There was a ton of commentary over the weekend on what happens after Apple’s $1 billion win over Samsung, with the likeliest scenario being that the latter appeals. But should the verdict stand, the biggest effect will be on Android phones overall. Apple’s victory could send a temporary chill through the market, with all manufacturers – not just Samsung – giving second thoughts to their Android devices. After all, no one is going to risk releasing a device that has a good chance of getting them sued. Google may have to work some fundamental redesigns into its operating system to avoid this sort of thing happening again, while manufacturers themselves will have to make sure their actual designs are clearly distinct from Apple products.

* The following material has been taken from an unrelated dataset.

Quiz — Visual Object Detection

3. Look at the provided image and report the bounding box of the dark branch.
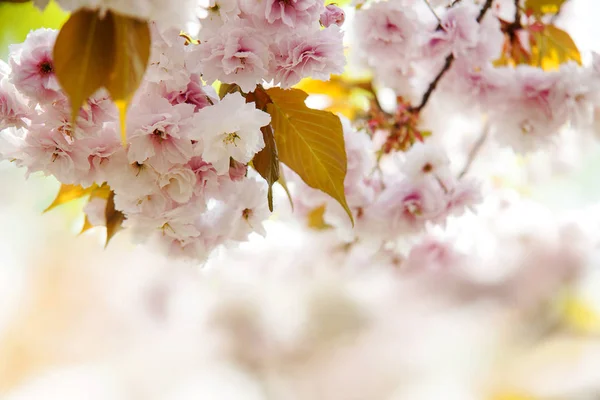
[412,54,454,112]
[411,0,494,112]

The more likely scenario is that Android phone makers will have to pay Apple a license fee on the patents. Earlier this year, the company reportedly offered these manufacturers a deal that would have seen them paybetween $5 and $15 on each device. Given the big court win, such a fee could be expected to come in on the high end now. Some critics have said this is going to result in more expensive phones. While that’s true, adding $15 or so to the cost is not going to break anybody’s bank.

Of course, that’s assuming Apple is actually willing to license its technology. If Steve Jobs, who told his biographer in no uncertain terms that he wanted to destroy Android, were still alive, it would be a safe bet that no licensing deals would be offered. This is a company that has resisted licensing its Macintosh operating system for much of its existence, after all. If Jobs’ successors take the same approach, it could indeed be back to the drawing board for Google and its Android partners.

The verdict therefore means two possibilities: one is business as usual, with Android phones becoming a bit more expensive. The other is that Android suffers a major setback, which would mean a giant window opening for iPhone competitors.

In a case of perfect timing, Microsoft and Nokia are set to debut the new Windows Phone 8 next week (I’ll be covering the event live – be sure to follow me on Twitter). Microsoft’s Windows Phone 7 hasn’t exactly set the world on fire, but the company is looking amazingly prescient right now. Just about every reviewer has mentioned how “different” Microsoft’s devices are from the other smartphones on the market. There’s certainly no mistaking a Windows Phone for an iPhone, which in the current legal environment is probably the best compliment Microsoft can get.

If Android does indeed get hamstrung by Apple’s patent win, Microsoft would be the obvious winner as wireless carriers desperately look for something else to sell. Research In Motion could also have benefited, but with new BlackBerry devices still months away, the company is likely to miss this big window of opportunity. Again.

Apple’s patent win could thus turn out to be really good news for Microsoft, which is all kinds of ironic.